Ainsi amorçaient-ils une réforme du PSC qui, n’y allons par quatre chemins, a pour effet d’en limiter considérablement la portée en soumettant les sanctions qu’il prévoit à l’appréciation des pouvoirs politiques étatiques. Laissant donc la porte grande ouverte aux marchandages entre Etats. Chose qui, en plus de faire vaciller la stabilité de l’euro, ne va guère dans le sens d’une Europe fédérale.

Si le PSC a toujours soulevé des critiques, parfois très justifiées, à l’heure où la monnaie unique connaît la pire crise de sa courte existence, il est assez difficile de concevoir comment le fait de vider ce pacte de stabilité de sa substance va permettre de protéger notre monnaie. Et il est encore plus étonnant de constater que le principal artisan de cette vaste farce se pose comme l’un des remparts protégeant l’Euro de ses détracteurs.

Un opportunisme... fort peu opportun

Que M. Sarkozy ait pu être dans l’erreur n’a rien d’infamant : aux dernières nouvelles, il est un homme comme les autres et en cela il est faillible. Néanmoins, ce n’est pas exactement de cela dont il s’agit en l’espèce, mais plutôt d’un chef d’Etat qui renverse son discours au gré de la conjoncture, ou qui « dit pas c’qu’il fait, et fait pas c’qu’il dit », pour le paraphraser. Ainsi tente-t-il par la même de s’octroyer le « beau rôle » et sans jamais daigner se remettre en question.

En plus de mettre en exergue l’absence totale de vision économique et monétaire à long voire et moyen terme du personnage, ces postures purement opportunistes du Président français versent largement dans la malhonnêteté intellectuelle.

Or, comment pourrions-nous, nous les défenseurs de l’Union et de sa monnaie, faire entendre notre voix et avoir quelque crédit auprès de nos concitoyens alors que certains, parmi les plus hautes sphères de l’Union, ne se privent pas de dire tout et son contraire pour servir leurs desseins politiciens, dévoyant ainsi ce que nous défendons.

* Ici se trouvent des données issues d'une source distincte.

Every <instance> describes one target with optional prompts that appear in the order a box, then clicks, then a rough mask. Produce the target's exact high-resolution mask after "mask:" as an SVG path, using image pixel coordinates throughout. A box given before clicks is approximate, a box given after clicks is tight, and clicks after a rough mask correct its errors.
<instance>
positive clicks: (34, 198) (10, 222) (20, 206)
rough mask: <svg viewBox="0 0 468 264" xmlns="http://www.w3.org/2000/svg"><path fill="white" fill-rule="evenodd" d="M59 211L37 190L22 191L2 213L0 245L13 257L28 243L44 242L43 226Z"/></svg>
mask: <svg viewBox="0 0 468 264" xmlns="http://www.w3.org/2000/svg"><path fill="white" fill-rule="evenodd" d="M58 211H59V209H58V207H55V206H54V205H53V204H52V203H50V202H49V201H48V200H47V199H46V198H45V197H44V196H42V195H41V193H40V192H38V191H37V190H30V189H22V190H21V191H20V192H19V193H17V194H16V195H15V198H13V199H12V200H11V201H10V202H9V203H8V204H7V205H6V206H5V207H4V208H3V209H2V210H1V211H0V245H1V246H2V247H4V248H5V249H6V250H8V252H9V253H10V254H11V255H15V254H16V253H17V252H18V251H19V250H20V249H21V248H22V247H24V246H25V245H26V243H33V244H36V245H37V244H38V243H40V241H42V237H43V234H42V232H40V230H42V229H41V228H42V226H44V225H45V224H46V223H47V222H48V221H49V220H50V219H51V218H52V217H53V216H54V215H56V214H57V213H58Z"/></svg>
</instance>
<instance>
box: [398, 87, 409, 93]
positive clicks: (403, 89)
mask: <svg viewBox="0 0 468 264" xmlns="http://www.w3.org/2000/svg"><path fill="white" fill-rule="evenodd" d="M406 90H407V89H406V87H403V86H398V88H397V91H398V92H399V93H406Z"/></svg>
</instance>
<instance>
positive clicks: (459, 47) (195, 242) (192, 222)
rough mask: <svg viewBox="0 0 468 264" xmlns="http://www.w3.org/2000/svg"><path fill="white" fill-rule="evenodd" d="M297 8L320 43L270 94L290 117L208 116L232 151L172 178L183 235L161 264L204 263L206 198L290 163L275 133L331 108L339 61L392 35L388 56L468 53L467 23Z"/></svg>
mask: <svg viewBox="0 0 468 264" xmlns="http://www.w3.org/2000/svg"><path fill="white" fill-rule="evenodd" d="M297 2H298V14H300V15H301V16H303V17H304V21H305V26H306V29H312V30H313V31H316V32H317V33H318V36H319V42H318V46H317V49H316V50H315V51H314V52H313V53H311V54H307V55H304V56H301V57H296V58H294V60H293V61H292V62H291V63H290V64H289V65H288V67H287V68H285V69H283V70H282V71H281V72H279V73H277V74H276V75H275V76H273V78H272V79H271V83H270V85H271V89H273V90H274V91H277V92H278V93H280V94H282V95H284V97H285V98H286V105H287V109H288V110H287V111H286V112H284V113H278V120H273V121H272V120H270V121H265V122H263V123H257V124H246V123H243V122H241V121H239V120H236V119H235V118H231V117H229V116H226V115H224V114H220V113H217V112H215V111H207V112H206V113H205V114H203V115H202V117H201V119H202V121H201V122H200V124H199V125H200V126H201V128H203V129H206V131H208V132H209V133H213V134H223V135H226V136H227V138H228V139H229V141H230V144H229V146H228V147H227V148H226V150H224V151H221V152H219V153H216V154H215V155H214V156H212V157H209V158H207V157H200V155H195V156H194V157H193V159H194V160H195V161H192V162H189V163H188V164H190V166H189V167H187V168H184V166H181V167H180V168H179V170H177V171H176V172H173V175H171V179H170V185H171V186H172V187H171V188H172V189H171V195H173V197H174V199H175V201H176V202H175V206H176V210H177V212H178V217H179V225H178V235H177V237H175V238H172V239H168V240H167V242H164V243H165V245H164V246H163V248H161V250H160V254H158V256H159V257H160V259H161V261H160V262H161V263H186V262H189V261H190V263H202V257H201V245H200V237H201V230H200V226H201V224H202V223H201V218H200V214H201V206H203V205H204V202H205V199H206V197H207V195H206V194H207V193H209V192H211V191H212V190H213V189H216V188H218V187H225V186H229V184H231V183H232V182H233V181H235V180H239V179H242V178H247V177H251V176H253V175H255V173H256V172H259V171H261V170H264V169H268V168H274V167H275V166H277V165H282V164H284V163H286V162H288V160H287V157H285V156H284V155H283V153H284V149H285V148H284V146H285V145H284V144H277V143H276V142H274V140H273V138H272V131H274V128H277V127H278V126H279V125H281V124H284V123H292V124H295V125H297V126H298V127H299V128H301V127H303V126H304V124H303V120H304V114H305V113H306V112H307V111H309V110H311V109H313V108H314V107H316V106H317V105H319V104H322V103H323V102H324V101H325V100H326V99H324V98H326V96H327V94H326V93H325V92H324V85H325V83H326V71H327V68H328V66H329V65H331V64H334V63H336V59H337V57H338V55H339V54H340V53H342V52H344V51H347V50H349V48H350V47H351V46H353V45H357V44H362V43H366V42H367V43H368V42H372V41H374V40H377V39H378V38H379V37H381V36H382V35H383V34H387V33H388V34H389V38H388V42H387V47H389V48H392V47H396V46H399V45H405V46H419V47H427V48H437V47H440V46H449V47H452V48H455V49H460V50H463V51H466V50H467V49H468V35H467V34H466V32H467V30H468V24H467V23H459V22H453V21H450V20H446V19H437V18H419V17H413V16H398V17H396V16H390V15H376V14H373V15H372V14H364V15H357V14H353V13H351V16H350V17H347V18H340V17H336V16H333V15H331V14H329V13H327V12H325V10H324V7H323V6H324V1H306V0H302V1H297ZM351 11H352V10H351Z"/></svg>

La conduite de M. Sarkozy dans cette affaire est inadmissible car dangereuse : en retournant ainsi sa veste, il alimente le discours bien connu du « tous pourris », discours qui n’a clairement pas besoin d’aide pour prospérer, a fortiori par les temps qui courent.

Nous n’exigeons pas de M. Sarkozy un repentir en place publique assorti d’une séance d’auto-flagellation, seulement qu’il reconnaisse ses erreurs et, soyons fous, qu’il présente des excuses.